R programming Tutorial: Great Learning
1. What is R Programming Language? Introduction & Basics.
R is a programming language developed by Ross Ihaka and Robert Gentleman at the University of Auckland.
This is a programming language and environment commonly used in statistical computing, data analytics, and scientific research.
This is widely used among statisticians and data miners for developing statistical software and data analysis. It is an easy to use interface, because of that it has grown in popularity in recent years.
R is available as Free Software under the terms of the Free Software Foundation’s GNU General Public License in source code form. It compiles and runs on a wide variety of UNIX platforms and similar systems (including FreeBSD and Linux), Windows, and macOS.
2. Why use R for statistical computing and graphics?
It runs on all platforms.
It is the popular programming language and increasing in popularity.
It is an open-source and free programming language.
It is being used by the biggest tech giants.
R and its libraries implement a wide variety of statistical and graphical techniques.

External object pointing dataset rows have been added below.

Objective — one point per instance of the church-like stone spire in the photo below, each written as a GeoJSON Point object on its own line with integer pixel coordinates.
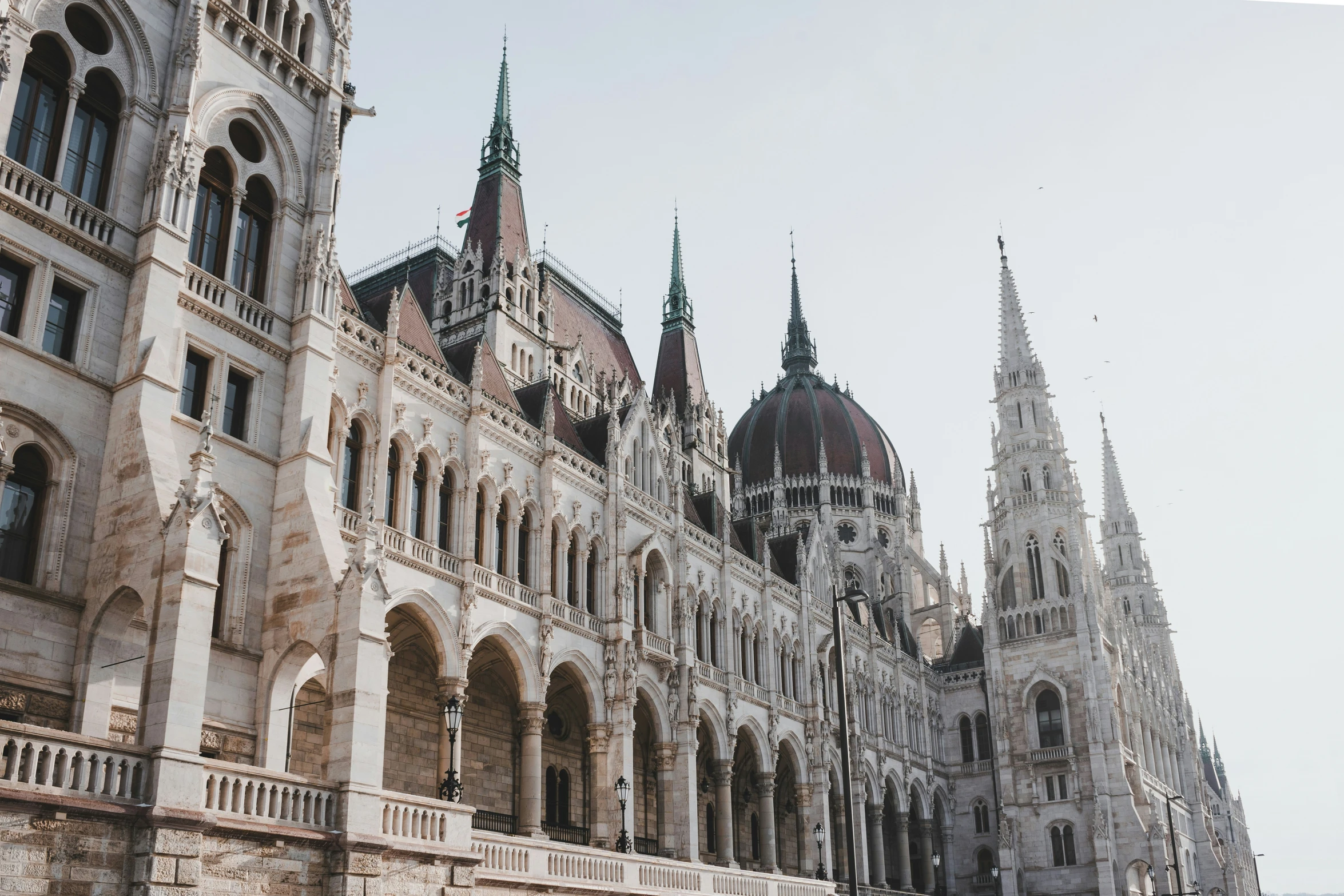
{"type": "Point", "coordinates": [677, 309]}
{"type": "Point", "coordinates": [1015, 352]}
{"type": "Point", "coordinates": [799, 352]}
{"type": "Point", "coordinates": [500, 147]}
{"type": "Point", "coordinates": [1116, 503]}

It is easily extensible through functions and extensions.
R community is noted for its active contributions in terms of packages.
3. Features of R Programming
The R programming language is an open-source scripting language for predictive analytics and data visualization. users typically access it through a command-line interpreter.
It is extensively used by Software Programmers, Statisticians, Data Scientists, and Data Miners. It is one of the most popular analytics tools used in Data Analytics and Business Analytics.
A well-developed, simple, and effective programming language which includes conditionals, loops, user-defined recursive functions, and input and output facilities.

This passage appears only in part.